Retrieve 10 pages (100 hits) and analyze timeline of publication dates and most commonly used keywords.
# Set fields to return
fields <- "&fl=pub_date,keywords"
# Set up empty data frames to gather results from individual pages
dates <- data.frame(document.id=integer(), pubdate=character())
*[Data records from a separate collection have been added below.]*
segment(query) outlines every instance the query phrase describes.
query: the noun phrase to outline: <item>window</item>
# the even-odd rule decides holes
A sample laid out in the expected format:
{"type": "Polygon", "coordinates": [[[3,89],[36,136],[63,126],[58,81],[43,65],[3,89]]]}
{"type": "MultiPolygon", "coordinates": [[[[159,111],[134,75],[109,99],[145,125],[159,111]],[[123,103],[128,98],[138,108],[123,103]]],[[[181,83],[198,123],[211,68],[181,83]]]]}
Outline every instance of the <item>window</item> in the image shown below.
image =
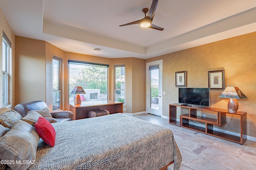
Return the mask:
{"type": "Polygon", "coordinates": [[[61,108],[61,69],[62,59],[53,56],[52,59],[52,110],[61,108]]]}
{"type": "Polygon", "coordinates": [[[80,95],[82,102],[108,100],[108,65],[68,61],[68,66],[70,103],[74,103],[76,95],[70,93],[76,86],[86,92],[80,95]]]}
{"type": "Polygon", "coordinates": [[[125,105],[125,66],[114,66],[115,69],[115,100],[125,105]]]}
{"type": "Polygon", "coordinates": [[[12,44],[3,32],[3,107],[9,104],[9,59],[12,56],[12,44]]]}

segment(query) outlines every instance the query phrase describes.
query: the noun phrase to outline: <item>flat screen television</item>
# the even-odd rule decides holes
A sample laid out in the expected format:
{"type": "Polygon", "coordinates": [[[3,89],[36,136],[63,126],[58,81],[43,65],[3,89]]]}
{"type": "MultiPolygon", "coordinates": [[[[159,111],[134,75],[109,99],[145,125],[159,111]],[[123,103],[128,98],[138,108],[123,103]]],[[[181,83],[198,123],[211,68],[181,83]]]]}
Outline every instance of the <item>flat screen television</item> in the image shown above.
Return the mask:
{"type": "Polygon", "coordinates": [[[210,107],[209,88],[179,88],[179,103],[210,107]]]}

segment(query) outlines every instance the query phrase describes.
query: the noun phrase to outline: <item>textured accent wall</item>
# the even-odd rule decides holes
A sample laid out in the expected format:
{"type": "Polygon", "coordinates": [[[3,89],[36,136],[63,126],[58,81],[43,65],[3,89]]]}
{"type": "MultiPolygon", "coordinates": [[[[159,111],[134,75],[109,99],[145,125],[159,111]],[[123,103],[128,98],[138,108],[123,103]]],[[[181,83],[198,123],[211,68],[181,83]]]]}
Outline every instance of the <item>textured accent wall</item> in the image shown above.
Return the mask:
{"type": "MultiPolygon", "coordinates": [[[[247,135],[256,137],[256,32],[146,60],[163,59],[163,115],[168,116],[169,104],[178,102],[176,72],[188,71],[188,87],[208,87],[208,71],[224,68],[226,87],[237,86],[248,98],[238,100],[238,111],[247,112],[247,135]]],[[[218,97],[222,92],[210,91],[211,107],[227,109],[228,99],[218,97]]],[[[227,131],[239,125],[235,116],[232,121],[227,131]]]]}

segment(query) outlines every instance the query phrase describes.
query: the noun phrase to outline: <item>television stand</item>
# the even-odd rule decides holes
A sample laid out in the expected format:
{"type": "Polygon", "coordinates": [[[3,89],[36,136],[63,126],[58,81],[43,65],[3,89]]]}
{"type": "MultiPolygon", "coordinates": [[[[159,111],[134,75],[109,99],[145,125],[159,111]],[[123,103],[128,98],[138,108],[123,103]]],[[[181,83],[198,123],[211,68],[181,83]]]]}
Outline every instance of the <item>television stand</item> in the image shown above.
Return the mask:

keywords <- data.frame(document.id=integer(), keyword=character())
# Loop through 10 pages
for(i in 0:9) {
# Set page number
page <- paste0("?page=",i)
# Retrieve data from NYT
request <- getURL(paste0(main_url, search_criteria, page, fields, api_key))
# Parse dates data
dates_i <- request %>%
enter_object("response") %>%
enter_object("docs") %>%
gather_array("document.id") %>%
spread_values(pubdate = jstring("pub_date")) %>%
mutate(document.id = document.id + i*10,
pubdate = as.Date(pubdate))
dates <- rbind(dates, dates_i)
# Parse keyword data
keywords_i <- request %>%
enter_object("response") %>%
enter_object("docs") %>%
gather_array("document.id") %>%
enter_object("keywords") %>%
gather_array() %>%
spread_values(keyword = jstring("value")) %>%
transform(document.id = document.id + i*10) %>%
select(document.id, keyword)
keywords <- rbind(keywords, keywords_i)
# It seems that quick consecutive requests are not handled properly
# Insert pause between each request
# Since only looking at 10 pages, a 2 second delay is not too costly
Sys.sleep(2)
}
Find and plot 20 most common keywords.
# Get a list of top 20 keywords
top_keywords <- keywords %>%
group_by(keyword) %>%
summarise(count = n()) %>%
arrange(desc(count)) %>%
top_n(20)
# Plot top keywords
ggplot(data = top_keywords, aes(x = keyword, y = count)) +
geom_bar(stat="identity") +
coord_flip() +
labs(x = "", y = "")
The list includes references to railroads, ferries and tunnels - not surprising for Weehawken as it is home to one of two tunnels, Lincoln Tunnel, connecting NJ and New York City. It was also terminal destination for railroads. From here goods could be loaded onto barges for delivery to New York City or, in the opposite direction, unloaded from barges for exporting to the rest of the country). The list also includes several non-descriptive keywords such as United States, NJ, New York City and Weehawken.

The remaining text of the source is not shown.